Conditions Governing Access
This collection is open for research.
Conditions Governing Use
Legal title, copyright, and literary rights reside with Rare Books and Manuscripts, Indiana State Library, Indianapolis, IN. All requests to publish or quote from manuscripts must be submitted to Rare Books and Manuscripts.

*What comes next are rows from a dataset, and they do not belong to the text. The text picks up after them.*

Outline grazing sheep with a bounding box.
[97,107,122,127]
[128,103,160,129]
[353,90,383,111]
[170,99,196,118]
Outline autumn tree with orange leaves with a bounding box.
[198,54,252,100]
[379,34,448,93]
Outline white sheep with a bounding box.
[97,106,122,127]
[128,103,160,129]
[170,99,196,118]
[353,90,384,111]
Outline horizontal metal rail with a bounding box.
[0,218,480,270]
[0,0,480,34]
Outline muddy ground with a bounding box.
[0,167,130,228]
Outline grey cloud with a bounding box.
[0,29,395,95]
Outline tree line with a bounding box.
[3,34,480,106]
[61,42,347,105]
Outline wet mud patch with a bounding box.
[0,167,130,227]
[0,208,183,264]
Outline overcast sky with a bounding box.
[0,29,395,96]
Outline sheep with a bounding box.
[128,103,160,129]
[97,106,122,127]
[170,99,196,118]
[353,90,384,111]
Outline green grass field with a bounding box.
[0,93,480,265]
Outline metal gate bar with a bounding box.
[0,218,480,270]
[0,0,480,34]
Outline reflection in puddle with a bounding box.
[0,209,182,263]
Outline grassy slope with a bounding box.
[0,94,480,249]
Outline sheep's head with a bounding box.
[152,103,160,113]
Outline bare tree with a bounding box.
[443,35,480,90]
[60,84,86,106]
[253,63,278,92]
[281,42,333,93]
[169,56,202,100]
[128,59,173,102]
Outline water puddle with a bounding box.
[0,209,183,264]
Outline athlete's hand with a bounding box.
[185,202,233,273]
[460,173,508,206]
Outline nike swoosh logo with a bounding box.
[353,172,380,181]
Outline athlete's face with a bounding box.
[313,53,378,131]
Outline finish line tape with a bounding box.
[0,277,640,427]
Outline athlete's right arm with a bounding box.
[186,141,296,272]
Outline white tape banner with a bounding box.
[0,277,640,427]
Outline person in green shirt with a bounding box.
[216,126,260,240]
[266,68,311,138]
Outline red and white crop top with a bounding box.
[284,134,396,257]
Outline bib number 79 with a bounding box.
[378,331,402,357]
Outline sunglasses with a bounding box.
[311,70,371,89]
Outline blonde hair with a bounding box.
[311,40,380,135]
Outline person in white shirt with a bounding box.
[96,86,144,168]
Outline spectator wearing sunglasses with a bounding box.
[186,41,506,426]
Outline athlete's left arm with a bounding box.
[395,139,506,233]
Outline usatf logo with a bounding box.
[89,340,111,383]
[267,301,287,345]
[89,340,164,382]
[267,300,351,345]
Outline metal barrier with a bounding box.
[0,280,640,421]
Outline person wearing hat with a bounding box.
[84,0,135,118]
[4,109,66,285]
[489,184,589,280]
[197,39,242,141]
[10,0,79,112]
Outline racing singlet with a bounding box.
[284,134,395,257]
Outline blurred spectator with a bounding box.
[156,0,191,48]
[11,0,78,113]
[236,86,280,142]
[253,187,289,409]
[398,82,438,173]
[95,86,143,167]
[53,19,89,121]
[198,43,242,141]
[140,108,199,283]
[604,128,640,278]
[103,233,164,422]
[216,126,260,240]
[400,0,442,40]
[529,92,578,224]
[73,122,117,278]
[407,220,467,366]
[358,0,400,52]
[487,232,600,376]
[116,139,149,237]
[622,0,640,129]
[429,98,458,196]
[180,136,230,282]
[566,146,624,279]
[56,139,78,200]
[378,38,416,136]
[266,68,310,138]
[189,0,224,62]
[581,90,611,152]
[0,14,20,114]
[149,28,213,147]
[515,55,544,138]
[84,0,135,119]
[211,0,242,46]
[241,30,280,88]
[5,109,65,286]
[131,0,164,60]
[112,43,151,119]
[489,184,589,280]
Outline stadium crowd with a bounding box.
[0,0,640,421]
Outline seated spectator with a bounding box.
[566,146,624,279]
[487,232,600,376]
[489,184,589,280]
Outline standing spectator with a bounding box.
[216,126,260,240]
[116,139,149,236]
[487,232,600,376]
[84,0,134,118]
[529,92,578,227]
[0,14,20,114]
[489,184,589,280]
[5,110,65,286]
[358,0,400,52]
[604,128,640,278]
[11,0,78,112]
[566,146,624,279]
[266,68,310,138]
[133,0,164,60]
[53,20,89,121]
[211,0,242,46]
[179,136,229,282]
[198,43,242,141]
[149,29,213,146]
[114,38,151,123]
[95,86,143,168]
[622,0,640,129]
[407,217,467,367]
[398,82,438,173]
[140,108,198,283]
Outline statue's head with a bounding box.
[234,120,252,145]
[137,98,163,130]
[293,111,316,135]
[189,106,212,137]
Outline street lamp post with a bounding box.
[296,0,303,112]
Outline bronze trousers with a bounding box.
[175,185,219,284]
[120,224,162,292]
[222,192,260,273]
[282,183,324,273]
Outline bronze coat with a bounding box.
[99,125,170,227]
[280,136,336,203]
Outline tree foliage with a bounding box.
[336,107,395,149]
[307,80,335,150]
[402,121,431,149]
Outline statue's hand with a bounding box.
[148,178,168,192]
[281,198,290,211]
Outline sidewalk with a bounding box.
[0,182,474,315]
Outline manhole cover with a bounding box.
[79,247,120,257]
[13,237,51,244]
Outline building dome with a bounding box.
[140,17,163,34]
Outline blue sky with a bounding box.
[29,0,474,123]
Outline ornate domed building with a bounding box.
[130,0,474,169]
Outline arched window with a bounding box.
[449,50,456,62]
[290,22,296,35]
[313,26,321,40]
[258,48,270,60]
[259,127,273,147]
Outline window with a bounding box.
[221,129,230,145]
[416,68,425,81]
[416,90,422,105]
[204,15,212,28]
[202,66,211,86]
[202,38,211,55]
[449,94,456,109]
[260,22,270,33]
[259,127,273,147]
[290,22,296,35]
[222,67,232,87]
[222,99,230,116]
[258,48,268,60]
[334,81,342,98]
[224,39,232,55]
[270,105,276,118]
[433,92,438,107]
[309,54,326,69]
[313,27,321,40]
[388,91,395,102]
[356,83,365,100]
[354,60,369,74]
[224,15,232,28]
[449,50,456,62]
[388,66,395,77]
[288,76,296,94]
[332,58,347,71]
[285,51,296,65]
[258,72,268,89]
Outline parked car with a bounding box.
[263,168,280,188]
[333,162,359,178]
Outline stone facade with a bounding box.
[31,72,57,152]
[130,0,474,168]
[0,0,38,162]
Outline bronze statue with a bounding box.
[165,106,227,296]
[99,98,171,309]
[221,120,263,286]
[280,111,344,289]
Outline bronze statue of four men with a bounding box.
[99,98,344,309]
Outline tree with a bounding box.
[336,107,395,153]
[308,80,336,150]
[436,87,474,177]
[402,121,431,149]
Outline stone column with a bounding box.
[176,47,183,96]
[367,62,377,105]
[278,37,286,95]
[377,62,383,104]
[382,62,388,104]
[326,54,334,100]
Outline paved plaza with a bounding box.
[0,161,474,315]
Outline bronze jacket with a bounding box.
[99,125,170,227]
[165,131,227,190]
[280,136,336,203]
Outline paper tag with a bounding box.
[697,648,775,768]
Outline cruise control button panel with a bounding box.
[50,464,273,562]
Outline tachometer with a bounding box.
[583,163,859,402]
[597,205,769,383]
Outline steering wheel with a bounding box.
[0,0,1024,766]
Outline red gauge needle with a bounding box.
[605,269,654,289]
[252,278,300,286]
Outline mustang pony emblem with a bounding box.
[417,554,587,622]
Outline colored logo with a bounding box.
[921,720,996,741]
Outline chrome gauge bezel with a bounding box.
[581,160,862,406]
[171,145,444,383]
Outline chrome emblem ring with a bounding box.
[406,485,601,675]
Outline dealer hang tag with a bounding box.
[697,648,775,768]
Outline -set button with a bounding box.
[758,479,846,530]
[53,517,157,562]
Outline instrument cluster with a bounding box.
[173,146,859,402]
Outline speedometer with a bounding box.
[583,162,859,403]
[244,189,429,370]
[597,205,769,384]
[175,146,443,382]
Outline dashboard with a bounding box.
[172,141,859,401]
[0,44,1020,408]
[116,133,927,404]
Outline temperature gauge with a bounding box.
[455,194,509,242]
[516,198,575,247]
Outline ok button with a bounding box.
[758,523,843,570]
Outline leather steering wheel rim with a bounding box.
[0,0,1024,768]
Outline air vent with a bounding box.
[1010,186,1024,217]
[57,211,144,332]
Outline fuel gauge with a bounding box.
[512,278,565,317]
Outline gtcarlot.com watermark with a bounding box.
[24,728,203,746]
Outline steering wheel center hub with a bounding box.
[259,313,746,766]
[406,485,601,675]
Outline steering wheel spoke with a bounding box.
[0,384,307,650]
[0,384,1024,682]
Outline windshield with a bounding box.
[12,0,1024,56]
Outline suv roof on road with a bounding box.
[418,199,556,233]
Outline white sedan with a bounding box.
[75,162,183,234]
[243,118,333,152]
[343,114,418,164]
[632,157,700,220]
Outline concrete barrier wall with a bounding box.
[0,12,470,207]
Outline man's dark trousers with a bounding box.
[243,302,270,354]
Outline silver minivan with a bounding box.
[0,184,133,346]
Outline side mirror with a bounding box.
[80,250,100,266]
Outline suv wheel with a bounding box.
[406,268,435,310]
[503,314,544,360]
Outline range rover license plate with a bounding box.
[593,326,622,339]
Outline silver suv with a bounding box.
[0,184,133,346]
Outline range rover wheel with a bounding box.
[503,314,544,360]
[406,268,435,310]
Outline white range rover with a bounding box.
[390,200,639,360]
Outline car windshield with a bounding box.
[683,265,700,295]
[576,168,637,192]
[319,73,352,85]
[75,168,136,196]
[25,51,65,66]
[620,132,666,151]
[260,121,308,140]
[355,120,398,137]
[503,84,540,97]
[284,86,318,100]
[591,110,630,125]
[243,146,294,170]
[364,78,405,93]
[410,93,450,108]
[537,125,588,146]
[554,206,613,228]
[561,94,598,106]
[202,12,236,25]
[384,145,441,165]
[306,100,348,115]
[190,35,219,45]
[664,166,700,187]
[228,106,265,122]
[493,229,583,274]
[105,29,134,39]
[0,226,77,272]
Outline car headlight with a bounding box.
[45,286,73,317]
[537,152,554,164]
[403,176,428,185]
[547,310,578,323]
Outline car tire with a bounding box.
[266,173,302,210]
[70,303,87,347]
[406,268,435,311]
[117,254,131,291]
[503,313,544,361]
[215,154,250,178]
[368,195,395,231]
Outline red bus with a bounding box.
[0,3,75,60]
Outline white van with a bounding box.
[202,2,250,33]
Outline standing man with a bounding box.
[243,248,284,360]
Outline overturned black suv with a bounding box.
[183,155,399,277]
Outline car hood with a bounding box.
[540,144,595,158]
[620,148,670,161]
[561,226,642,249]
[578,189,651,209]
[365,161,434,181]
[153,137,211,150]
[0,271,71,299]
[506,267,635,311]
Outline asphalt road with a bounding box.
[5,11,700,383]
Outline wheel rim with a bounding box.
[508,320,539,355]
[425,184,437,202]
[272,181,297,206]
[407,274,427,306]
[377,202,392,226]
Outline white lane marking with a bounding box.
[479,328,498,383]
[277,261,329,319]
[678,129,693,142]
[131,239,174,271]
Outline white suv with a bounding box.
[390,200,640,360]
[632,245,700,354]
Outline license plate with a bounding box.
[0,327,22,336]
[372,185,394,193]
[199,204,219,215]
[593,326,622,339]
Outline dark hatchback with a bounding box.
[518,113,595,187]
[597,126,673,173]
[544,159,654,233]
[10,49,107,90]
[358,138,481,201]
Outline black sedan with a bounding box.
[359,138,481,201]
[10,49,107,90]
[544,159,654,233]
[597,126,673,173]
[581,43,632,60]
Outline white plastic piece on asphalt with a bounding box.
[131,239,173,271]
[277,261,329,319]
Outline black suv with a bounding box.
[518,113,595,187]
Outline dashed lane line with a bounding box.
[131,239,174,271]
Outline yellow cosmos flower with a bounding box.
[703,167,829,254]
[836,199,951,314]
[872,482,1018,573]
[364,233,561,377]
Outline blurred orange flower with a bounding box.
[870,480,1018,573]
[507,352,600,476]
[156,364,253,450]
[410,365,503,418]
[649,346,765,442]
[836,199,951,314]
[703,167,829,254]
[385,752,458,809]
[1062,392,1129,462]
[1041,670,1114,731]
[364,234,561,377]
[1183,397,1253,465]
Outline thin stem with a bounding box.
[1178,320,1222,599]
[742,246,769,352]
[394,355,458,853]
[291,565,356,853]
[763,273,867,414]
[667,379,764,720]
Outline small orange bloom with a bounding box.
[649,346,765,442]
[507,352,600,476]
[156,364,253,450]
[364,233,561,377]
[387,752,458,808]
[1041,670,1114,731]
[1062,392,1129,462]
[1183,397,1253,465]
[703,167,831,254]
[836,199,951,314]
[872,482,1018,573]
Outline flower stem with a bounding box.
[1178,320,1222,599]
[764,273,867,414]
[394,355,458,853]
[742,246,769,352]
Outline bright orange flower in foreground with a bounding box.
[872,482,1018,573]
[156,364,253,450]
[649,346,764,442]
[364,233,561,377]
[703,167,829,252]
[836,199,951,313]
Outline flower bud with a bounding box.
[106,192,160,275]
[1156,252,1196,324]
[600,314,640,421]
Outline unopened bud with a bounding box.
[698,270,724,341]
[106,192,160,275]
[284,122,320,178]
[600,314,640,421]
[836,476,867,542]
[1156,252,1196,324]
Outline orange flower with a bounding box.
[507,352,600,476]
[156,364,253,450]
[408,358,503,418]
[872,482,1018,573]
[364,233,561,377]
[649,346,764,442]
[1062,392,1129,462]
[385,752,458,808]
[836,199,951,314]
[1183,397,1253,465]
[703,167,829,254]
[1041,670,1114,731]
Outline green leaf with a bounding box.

James Douglas Williams was called Blue Jeans Bill because he wore "a fine quality of blue-jeans all his life practically except in the summer months." When he became wealthy, he had suits made of denim and lined with silk. He was born January 16, 1808 in Ohio, and died November 20, 1880, shortly before the end of his term as governor. A Democrat, James was the only farmer elected as the Governor of Indiana, serving from 1877 to 1880. His wife, Nancy Huffman, whom he married in 1831 in Columbus, Indiana, gave him seven children and ran the family farm of 3,000 acres in central Indiana. He served in the Indiana House of Representatives (1844-1860), the Indiana Senate (1860-1872), and the U.S. House of Representatives (1875-1876). He is buried in the Walnut Grove Cemetery near Monroe City, Indiana. The cemetery is on the ground he donated for the Walnut Grove Methodist Church.